CAC Member Profile: John Lewis

8 June 2016
TCRN CAC Member John Lewis

He’s the new kid on the block, but Consumer Advisory Committee ("CAC") member John Lewis isn’t wasting any time getting involved. 

An information systems specialist and cancer survivor, John joined the CAC in April this year after hearing about the TCRN through his PhD research. 

“I first found about it because I’m actually doing a PhD in UNSW on the characteristics of information systems that can support cancer survivors in primary care, rather than in hospitals or acute care settings,” he said.

“What I find is that the information systems that support primary care are really not very good – they’re very fragmented. Really, in this day and age, it should be a lot easier, and the information systems should be able to support a more, a greater continuity of care. And that’s really not happening.”

It’s an issue that’s close to his heart – during his treatment for colorectal cancer, John had first-hand experience of the pressure that patients experience due to a lack of seamless IT infrastructure.

“The patient, the cancer survivor, is responsible for things like taking referrals or blood test results around, and often the survivors will repeat their story ad nauseam to different health professionals,” he said.

“[In many cases, patients] have to go through this horror of saying they’ve got these metastases here or this here and that their chances are this, and having to go over that all the time is really quite distressing for a lot of people.”

This personal experience combined with his research expertise and background in IT will inform the way that John contributes to his work with the CAC. Having attended his first meeting in early May, he’s still in the process of getting up to speed with TCRN research opportunities but believes that there are already some clear pathways for contribution that will make the most of his skill set. 

“Certainly I think I can advise from a consumer’s perspective on research projects to manage cancer survivors in primary care. I’ve got experience in that colorectal area, so I could look at that,” he said.

“I’d also be interested to help researchers deal with the non-medical aspects of the care, such as the psychosocial aspects – things like anxiety and depression and the effects of chemotherapy, which can last for years.” 

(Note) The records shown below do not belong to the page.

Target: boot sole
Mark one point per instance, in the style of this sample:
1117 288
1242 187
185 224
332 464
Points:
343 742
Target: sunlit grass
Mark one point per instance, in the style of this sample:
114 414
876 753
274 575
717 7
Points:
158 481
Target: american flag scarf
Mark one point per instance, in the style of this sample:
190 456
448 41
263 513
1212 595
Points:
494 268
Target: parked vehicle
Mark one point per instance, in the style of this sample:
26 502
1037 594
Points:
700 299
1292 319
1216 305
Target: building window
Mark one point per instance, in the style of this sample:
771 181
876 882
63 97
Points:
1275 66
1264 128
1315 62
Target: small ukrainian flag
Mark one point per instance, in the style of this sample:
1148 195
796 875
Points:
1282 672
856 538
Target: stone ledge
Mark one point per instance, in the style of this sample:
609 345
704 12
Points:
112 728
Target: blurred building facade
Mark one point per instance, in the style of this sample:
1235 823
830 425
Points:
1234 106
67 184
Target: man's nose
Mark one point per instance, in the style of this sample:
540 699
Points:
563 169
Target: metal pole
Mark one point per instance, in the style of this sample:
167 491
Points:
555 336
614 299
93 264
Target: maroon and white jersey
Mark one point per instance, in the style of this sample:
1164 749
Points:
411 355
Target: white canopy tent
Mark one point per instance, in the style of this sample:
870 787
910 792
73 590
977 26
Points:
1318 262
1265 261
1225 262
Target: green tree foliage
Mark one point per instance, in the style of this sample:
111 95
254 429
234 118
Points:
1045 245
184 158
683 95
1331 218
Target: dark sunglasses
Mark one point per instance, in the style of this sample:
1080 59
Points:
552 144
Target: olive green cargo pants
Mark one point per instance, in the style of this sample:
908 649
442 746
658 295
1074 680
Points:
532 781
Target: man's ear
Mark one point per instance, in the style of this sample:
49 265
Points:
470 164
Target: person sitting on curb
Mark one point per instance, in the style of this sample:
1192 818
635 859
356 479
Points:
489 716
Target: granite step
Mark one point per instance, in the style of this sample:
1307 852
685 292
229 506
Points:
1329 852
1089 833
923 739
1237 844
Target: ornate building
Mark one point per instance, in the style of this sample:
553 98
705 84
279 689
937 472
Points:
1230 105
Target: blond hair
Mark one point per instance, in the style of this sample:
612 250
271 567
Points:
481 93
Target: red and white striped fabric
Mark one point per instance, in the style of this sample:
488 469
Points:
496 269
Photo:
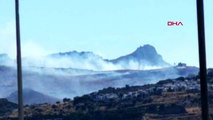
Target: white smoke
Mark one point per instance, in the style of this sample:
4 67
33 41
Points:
7 39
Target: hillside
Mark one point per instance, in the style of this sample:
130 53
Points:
32 97
168 99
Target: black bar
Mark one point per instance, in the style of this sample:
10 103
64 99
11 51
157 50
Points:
202 59
19 65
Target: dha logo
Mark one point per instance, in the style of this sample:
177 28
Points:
171 23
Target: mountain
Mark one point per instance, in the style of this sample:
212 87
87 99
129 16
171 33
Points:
32 97
144 56
5 59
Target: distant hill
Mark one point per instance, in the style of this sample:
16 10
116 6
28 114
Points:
144 55
32 97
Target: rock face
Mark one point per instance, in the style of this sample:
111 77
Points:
144 55
32 97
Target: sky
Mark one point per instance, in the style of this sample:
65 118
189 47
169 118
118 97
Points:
110 28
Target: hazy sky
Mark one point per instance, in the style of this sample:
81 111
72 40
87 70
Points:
110 28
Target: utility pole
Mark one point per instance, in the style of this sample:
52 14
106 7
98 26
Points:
202 60
19 65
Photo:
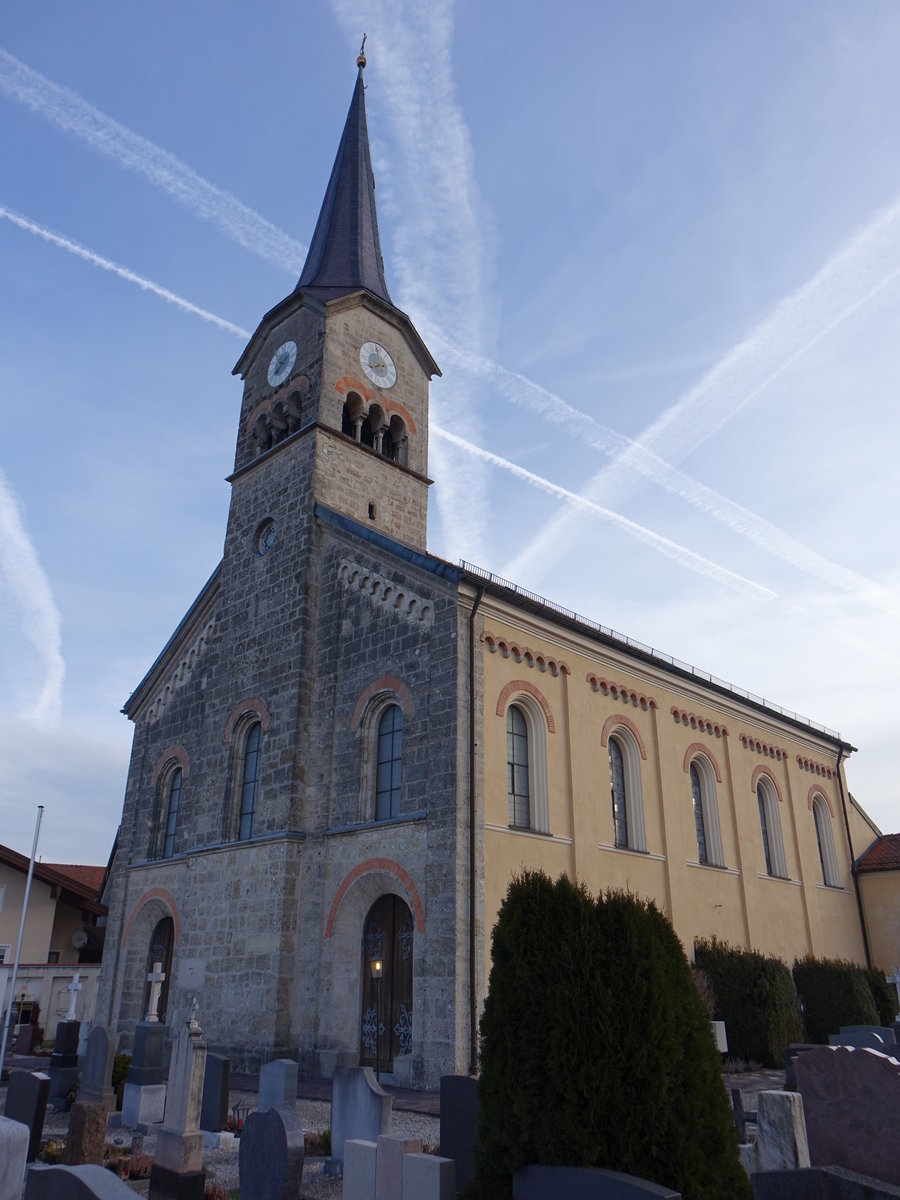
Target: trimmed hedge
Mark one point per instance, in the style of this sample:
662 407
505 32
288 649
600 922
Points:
597 1050
883 994
756 999
833 993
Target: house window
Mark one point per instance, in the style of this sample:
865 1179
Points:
250 777
520 813
168 844
825 840
706 814
389 762
771 826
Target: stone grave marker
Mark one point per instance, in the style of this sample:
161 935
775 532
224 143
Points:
277 1084
144 1099
360 1109
216 1083
97 1075
851 1099
178 1167
13 1156
87 1138
459 1123
27 1102
270 1159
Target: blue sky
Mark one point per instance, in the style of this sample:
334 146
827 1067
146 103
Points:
655 249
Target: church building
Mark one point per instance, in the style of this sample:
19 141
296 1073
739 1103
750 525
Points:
349 745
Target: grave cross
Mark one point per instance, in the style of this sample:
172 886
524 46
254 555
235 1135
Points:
73 989
155 979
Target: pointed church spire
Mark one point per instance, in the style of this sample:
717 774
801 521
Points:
346 253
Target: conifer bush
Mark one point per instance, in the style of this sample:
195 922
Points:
597 1049
756 999
833 993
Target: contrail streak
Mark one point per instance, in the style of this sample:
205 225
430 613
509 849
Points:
672 550
75 247
29 591
70 112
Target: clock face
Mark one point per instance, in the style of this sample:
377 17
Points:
378 365
282 364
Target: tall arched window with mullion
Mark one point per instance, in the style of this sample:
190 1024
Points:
389 763
520 809
699 822
617 787
250 779
174 799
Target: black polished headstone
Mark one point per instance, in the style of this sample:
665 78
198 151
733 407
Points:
459 1123
149 1056
216 1081
27 1102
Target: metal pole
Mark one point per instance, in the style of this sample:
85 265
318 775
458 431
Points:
18 945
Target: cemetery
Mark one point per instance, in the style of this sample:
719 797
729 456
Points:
537 1123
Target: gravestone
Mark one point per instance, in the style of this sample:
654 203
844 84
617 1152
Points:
216 1081
270 1159
360 1109
27 1102
144 1098
780 1134
459 1123
389 1163
178 1167
851 1099
585 1183
88 1182
87 1138
277 1084
64 1065
13 1156
97 1077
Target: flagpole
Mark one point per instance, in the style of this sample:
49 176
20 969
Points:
18 945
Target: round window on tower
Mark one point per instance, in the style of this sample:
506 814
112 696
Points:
265 537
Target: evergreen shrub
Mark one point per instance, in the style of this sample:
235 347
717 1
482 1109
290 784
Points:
756 999
883 994
833 993
597 1049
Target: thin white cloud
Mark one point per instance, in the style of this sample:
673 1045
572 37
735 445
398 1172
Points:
865 265
665 546
75 247
645 462
70 112
30 595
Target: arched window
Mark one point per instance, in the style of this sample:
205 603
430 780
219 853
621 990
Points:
625 791
706 814
250 778
389 762
771 826
825 840
520 805
174 798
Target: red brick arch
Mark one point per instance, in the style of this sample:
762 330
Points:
167 901
369 868
616 721
697 748
520 685
767 773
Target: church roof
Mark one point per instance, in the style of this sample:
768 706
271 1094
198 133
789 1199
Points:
346 253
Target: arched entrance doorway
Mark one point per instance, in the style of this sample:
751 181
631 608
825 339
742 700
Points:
387 1019
160 951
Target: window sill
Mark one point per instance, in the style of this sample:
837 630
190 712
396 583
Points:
389 822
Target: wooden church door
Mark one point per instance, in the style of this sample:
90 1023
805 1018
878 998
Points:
387 1023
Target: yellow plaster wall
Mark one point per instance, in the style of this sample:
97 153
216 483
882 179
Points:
586 685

 If there’s one thing John believes that researchers need to know, it’s that having cancer is not the sum total of the cancer patient experience.

“Often researchers, because of the way medicine is organised, will focus on a particular aspect of care, such as the effect of a new drug or cell biology,” he said. 

“But they also need to realise that it’s attached to a real person, and I think often that can be overlooked. 

“People are more than their disease.”